I try to not misinterpret the intent of others writing but I admit that I do have something like a primal desire to be outraged. I think this is pretty universal and we should be on guard against our own worst tendencies.

View CharlieM1958's profile

CharlieM1958

16242 posts in 3681 days


#12 posted 06-16-2010 10:34 PM

Robert, I know what you mean. Sometimes, when people seem TOO sure of their position, it just makes me want to argue the other side (even though I might really lean the same way as them).

-- Charlie M. "Woodworking - patience = firewood"

View rance's profile

rance

4245 posts in 2623 days


#13 posted 06-16-2010 10:36 PM

Lis touched on the lack of tone. But add to that… body language, gestures, lack of ability to express one’s self through the written word, and almost total anonymity. I’ve been guilty of this myself. Have you ever observed a discussion on the web that could be mirrored in person?

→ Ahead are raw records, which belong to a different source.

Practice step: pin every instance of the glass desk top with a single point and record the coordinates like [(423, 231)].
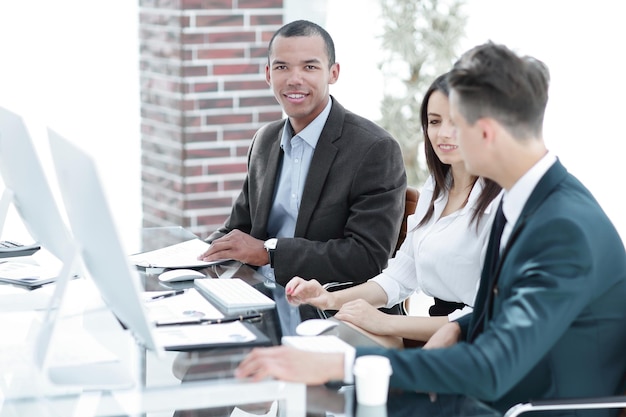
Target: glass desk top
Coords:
[(201, 383)]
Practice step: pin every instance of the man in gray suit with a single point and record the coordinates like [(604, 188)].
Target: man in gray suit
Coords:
[(549, 319), (324, 195)]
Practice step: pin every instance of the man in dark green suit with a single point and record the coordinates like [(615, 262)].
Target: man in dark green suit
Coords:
[(550, 315)]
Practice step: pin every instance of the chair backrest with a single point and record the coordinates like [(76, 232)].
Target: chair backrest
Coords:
[(409, 208)]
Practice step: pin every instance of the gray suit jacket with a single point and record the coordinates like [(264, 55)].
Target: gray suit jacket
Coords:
[(352, 204), (557, 326)]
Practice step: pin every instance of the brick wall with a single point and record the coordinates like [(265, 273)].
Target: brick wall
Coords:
[(203, 95)]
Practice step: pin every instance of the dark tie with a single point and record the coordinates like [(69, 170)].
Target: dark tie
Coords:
[(491, 261), (496, 236)]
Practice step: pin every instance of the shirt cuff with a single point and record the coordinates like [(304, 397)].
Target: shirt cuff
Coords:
[(458, 313), (348, 366)]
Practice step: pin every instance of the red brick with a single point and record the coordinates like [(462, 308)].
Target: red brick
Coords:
[(219, 20), (206, 4), (267, 19), (270, 116), (227, 119), (202, 87), (239, 134), (230, 37), (246, 85), (232, 69), (257, 101), (200, 137), (224, 168), (195, 71), (221, 53), (215, 103), (259, 51), (260, 4)]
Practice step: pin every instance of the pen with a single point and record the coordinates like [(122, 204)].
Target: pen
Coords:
[(215, 321), (169, 294)]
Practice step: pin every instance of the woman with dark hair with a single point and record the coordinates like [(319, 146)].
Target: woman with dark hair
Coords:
[(443, 250)]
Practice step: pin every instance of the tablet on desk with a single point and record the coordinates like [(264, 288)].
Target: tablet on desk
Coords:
[(179, 255)]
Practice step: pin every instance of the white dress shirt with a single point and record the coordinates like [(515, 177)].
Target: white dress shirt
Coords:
[(515, 199), (297, 156), (442, 258)]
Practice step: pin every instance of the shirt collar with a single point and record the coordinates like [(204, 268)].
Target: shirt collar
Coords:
[(309, 134), (516, 197)]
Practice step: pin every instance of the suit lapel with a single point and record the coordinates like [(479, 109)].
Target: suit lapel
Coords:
[(266, 197), (488, 283), (323, 158)]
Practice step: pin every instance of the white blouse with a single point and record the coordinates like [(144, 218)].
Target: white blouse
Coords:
[(442, 258)]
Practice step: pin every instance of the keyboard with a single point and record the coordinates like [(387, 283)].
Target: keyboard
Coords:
[(324, 343), (9, 248), (233, 295)]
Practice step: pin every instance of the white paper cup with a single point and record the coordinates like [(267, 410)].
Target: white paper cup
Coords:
[(371, 376)]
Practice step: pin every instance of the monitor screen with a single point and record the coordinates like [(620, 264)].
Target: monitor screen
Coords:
[(97, 238), (23, 175)]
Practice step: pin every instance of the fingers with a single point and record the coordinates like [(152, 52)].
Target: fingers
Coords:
[(292, 285), (256, 364)]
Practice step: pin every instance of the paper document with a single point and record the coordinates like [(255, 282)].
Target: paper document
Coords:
[(188, 307), (180, 255), (26, 274), (204, 335)]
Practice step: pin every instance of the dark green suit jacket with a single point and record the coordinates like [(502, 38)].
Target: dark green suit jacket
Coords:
[(558, 321)]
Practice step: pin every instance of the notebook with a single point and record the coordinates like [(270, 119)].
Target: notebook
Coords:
[(179, 255)]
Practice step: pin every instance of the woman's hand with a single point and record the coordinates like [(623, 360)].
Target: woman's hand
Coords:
[(302, 291), (448, 335), (364, 315), (290, 364)]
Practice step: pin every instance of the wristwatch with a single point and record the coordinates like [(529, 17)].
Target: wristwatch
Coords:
[(270, 247)]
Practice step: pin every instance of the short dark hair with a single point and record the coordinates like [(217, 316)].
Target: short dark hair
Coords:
[(305, 28), (493, 81)]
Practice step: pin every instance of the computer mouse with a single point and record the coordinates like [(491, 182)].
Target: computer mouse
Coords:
[(314, 327), (176, 275)]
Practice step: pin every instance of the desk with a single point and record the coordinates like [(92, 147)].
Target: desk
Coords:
[(201, 383)]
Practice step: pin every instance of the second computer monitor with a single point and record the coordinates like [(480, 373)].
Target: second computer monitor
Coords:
[(96, 234)]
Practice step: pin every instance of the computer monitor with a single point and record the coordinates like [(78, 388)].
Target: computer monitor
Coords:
[(96, 235), (27, 188)]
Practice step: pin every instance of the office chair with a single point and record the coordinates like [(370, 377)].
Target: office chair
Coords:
[(411, 197)]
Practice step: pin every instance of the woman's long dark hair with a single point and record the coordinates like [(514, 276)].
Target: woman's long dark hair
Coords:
[(440, 171)]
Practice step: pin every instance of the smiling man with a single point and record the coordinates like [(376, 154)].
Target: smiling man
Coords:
[(549, 317), (324, 194)]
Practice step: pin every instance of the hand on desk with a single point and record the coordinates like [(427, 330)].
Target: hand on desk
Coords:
[(290, 364), (239, 246), (448, 335), (364, 315), (302, 291)]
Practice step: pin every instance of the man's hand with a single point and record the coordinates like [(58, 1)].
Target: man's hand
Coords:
[(239, 246), (448, 335), (302, 291), (363, 314), (290, 364)]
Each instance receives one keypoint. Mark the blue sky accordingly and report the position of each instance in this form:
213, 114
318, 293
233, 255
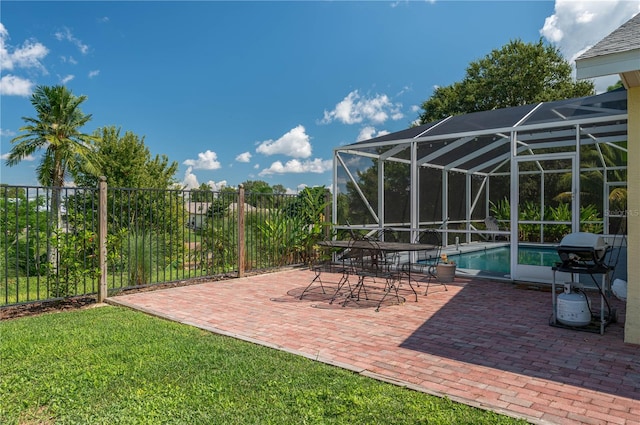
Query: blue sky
237, 91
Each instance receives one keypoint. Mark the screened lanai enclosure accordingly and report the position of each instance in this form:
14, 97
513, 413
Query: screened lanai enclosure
519, 178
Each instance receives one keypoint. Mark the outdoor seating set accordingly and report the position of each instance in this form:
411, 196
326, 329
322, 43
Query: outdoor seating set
365, 271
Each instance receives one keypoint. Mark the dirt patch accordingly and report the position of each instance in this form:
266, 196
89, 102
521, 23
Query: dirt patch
33, 309
37, 308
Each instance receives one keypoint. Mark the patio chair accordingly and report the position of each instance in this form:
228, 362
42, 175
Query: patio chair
428, 259
493, 226
326, 265
372, 265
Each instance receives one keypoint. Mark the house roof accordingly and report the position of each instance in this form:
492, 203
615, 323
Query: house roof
617, 53
480, 142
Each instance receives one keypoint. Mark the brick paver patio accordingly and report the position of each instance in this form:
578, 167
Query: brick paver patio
483, 343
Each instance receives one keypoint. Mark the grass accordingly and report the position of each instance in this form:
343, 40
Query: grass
113, 365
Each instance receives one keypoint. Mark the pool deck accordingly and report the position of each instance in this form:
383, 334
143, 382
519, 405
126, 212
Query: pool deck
484, 343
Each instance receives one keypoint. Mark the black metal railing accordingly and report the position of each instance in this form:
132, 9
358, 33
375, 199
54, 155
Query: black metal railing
151, 237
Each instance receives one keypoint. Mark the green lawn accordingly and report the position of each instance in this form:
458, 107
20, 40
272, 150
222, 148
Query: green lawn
111, 365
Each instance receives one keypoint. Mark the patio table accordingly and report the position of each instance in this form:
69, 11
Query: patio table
384, 248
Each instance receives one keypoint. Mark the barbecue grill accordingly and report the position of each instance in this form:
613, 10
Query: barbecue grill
582, 251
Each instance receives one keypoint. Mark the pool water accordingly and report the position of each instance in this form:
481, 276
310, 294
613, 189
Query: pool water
497, 260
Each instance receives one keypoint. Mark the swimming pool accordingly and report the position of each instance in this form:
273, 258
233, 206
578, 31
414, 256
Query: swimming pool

-- Backer boards, stop blocks, build oversized, and never buy a hand plane--

View Gene Howe's profile

Gene Howe

8251 posts in 2892 days


#14 posted 06-16-2010 10:49 PM

You all are wrong!
My opinions are based of proven facts!
i.e., The sun revolves around the earth and the earth is flat.
Butt joints are always best.
Always buy the cheapest tool.
The moon landings were fake.
etc…...
Wishing LJs had emoticons.

-- Gene 'The true soldier fights not because he hates what is in front of him, but because he loves what is behind him.' G. K. Chesterton

View m88k's profile

m88k

83 posts in 2415 days


#15 posted 06-16-2010 10:55 PM

But if you disagree with me, you ARE wrong.

Far more fun than arguing with an overly-sure person is questioning them. Don’t take any stance, but effectively take every stance that’s not their’s. While it sounds juvenile, it forces them to actually support their viewpoint rather than attack yours. Or devolve to calling you names, which makes cocktail parties all the more fun!